O ser é para o nada o que eu sou para mim. Em nada modificaria o nada, quero-o como é, mas modificaria a vida, a alma, o amor, o meu ser, pelo nada. Nada é igual ao nada. Eu vivi o nada no alguém de mim mesma. Me perceber como nada, sem a percepção do nada. O nada é uma luz no nada da escuridão que se aproxima do olhar ao morrer. A morte do nada é o que ficou do meu olhar, do meu abandono, que não deixa eu me abandonar. Tento manter o abandono, num amor incomum, que não é morte, não é vida, não é amor, é paz de espírito, onde nada me incomoda na inexistência, quero apenas sangrar de tanta paz. O sangrar é paz infinita. Me acostumei a olhar o nada me esquecendo por viver. O esquecimento é uma vida, uma vitória da alma, onde deixo de olhar o nada para admirar a vida. Vida, que tem os meus olhos, meu cheiro, minha existência, mas não sou eu!

Importante

Deixo de falar, quando o amor fala mais alto que a minha voz. O que há de essencial em dizer, se posso amar, viver. É por nada ser importante, que é importante em mim, mesmo sem nada dizer. A fala é essencial a esse mundo imutável, para que o mundo não se transforme no nada da vida. Esquecer é se comunicar com a vida, no antes e no depois de esquecer. A vida não existia. O tempo da vida é o esquecimento. É vital esquecer como se vive. As coisas essenciais ficam pra depois, apenas o supérfluo importa, é inesquecível. O que importa ter um corpo sem amor? Não sou testemunha da minha ausência, mas sou testemunha da alegria, do amor que ela me dá. É voluntário ser ausente.
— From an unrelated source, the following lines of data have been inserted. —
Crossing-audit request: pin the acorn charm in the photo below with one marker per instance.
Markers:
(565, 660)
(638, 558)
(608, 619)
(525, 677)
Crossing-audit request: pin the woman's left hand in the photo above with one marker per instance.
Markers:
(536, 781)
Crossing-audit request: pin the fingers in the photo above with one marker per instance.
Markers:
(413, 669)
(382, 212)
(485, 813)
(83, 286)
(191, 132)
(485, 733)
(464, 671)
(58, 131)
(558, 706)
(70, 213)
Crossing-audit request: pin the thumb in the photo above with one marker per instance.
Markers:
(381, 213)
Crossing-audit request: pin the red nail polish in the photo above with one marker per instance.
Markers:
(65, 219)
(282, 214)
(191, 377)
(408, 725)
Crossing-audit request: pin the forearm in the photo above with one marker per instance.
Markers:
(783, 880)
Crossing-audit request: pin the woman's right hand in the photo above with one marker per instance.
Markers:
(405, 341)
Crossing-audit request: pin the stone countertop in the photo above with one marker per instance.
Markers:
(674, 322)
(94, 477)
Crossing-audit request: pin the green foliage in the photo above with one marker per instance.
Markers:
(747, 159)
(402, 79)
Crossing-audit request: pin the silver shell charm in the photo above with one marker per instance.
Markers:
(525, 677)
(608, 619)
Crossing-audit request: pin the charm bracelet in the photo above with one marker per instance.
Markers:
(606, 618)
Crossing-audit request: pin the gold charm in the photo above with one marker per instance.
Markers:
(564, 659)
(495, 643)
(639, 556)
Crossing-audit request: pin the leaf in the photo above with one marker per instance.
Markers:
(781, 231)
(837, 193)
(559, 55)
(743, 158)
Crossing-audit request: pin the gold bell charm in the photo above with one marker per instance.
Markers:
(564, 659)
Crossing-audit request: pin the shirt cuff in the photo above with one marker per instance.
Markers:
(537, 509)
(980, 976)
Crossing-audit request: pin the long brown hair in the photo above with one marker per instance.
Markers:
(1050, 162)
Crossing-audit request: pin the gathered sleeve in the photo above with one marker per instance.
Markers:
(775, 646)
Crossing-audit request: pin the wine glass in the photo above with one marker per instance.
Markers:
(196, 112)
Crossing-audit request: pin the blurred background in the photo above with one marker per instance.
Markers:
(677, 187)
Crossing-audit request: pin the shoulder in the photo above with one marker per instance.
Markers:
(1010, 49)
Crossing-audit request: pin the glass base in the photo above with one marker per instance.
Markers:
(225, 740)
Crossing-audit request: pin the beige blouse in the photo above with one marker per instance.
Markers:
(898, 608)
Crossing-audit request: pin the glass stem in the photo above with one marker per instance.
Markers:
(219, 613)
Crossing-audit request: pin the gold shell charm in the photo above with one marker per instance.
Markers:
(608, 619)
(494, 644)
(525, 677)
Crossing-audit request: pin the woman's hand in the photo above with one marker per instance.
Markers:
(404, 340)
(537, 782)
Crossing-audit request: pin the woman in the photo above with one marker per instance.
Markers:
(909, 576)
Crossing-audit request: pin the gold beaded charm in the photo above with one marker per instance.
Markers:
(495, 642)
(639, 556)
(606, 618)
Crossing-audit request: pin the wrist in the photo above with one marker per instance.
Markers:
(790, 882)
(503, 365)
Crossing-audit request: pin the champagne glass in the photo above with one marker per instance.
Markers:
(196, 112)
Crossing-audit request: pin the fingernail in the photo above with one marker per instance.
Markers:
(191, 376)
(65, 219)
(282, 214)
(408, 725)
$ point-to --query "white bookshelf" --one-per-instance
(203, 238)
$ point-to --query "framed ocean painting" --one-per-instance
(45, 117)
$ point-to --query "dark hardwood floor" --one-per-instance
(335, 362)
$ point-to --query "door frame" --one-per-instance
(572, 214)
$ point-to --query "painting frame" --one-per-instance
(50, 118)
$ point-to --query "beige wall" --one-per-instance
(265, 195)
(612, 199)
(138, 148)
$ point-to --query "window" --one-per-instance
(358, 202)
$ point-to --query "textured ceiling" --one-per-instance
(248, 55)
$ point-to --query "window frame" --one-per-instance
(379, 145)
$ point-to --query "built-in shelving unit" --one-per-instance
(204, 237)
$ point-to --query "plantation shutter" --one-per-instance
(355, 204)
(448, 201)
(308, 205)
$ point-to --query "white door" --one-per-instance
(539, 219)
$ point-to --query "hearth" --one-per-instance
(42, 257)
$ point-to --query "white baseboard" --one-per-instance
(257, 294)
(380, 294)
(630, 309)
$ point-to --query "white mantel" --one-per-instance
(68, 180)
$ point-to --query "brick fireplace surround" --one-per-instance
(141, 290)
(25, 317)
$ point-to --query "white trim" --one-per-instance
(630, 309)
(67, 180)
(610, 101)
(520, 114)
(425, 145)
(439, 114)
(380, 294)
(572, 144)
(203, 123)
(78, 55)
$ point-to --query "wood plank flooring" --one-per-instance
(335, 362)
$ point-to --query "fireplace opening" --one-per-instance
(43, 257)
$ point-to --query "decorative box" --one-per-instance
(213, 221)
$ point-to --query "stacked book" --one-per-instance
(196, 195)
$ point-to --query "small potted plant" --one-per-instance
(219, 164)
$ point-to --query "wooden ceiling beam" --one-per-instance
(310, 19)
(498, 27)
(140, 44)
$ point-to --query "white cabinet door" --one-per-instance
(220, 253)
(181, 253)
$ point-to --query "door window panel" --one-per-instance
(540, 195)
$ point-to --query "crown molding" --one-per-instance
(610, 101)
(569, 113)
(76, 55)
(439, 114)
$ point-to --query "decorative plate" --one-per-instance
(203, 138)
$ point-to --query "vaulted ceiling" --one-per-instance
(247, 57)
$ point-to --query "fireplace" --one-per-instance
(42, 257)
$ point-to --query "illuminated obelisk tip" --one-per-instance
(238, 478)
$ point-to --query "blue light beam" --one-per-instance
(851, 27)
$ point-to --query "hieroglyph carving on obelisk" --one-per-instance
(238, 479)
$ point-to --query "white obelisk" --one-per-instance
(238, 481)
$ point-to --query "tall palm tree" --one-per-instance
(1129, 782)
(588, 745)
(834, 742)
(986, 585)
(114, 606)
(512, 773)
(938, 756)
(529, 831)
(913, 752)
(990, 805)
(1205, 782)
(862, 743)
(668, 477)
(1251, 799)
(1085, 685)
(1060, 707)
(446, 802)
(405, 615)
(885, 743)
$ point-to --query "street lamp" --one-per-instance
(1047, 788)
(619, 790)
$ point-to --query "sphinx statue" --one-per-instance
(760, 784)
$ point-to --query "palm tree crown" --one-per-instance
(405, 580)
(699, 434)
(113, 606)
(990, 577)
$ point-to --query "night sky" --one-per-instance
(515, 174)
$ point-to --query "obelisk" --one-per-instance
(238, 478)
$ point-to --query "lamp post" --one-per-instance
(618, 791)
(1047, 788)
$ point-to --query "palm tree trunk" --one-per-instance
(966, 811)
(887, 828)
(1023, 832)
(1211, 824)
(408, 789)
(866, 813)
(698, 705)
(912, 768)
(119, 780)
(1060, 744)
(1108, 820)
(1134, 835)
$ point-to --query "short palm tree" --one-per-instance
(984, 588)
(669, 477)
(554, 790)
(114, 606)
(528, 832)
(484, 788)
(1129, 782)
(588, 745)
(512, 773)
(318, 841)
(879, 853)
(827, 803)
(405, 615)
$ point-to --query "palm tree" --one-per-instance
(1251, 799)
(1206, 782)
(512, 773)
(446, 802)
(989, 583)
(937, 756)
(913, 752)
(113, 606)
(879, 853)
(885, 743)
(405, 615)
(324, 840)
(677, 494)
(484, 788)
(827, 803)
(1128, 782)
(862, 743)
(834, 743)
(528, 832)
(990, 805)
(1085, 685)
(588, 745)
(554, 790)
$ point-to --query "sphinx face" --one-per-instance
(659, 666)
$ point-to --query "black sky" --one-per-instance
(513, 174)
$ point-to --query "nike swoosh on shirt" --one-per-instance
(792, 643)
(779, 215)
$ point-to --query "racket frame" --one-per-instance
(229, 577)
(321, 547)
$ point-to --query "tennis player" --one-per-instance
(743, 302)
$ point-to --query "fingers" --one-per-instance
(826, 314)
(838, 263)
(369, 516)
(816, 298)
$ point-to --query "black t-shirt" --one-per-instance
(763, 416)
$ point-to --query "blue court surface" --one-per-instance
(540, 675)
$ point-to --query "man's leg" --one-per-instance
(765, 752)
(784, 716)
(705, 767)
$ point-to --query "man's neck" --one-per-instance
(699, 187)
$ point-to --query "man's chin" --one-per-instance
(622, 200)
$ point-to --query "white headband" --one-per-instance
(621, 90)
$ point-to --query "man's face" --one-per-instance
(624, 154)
Não sei o que deixei de involuntário na ausência, talvez tenha deixado o meu coração sem amor.

Escutar não é o silêncio

Escutar não é o silêncio, mas é a alma partindo sem palavras, torna o meu ser apenas palavras, que escuto pelo partir da alma. Onde não há palavras, há o som do amor. A falta de alma me tira do desespero. Sou a ausência da falta de alma, onde as palavras surgem ausentes, como se pudessem falar pela minha presença. Presença não são palavras, é a alma. Silêncio é a existência do nada no ser. Tudo que não acontece já aconteceu um dia, mesmo tendo sido apenas sonho. A vertigem do sonho é a vida. Quando a vida são apenas palavras, se comunica na incomunicabilidade. O olhar são palavras de Deus.

A alma por detrás da alma

A alma se esconde detrás da alma, para ver o sol nascer, para haver vida na minha esperança, que é apenas o céu. Minha única maneira de ajudar a vida é escrevendo sobre a morte do ser, para que fique um pouco de ser na vida. O ser é o mesmo sem a vida, por isso a morte cessou, foi como cair num abismo. Mas, detrás da alma está a vida que não vivi, sempre soube que ela estava detrás da alma, mas não quis acordar a alma de seu sono profundo, que é a vida dos outros quanto dormir os outros no meu despertar, a vida acontece pra todos, somos nós a vida que abandonamos e não se deixou abandonar, como se fosse o último sol, na imensidão do infinito. A alma sem estar detrás da alma não é mais nada, para que o infinito dure no amor, sendo amor.

Vida anônima

Vida, torna-te vida. Vida, me devolve a mim, que eu sei quem sou para mim e para ti. O anonimato também é amor. Eu tenho um sol que a alma não tem, onde acabam as fantasias e começa o amor. Amar não é imaginar, é ser. A vida se deixa aos poucos, aos pedaços, como podia ser um pedaço do céu, perdido na minha ilusão. O céu tem corpo, não tem alma. Na sombra da minha voz, escuto minha ausência, neste nada de mim. Existir é não escutar a sombra da minha voz, fazer dela minhas lágrimas, que se perdem na ternura da vida. Eu não quero perder minhas lágrimas, quero perder o meu ser, para te fazer feliz. Quero ser mais do que chorar, quero ser um pouco da vida. Que tudo silencie, para que eu escute a voz do morrer e veja que a vida vale a pena, mesmo no seu silêncio aterrador. Quem não quis viver escuta apenas a voz da morte, como se fosse morrer. Esse mar, esse amor, essa eternidade, que faz do morrer o melhor de mim. A sombra da minha voz sufoca a morte, para que eu morra em paz.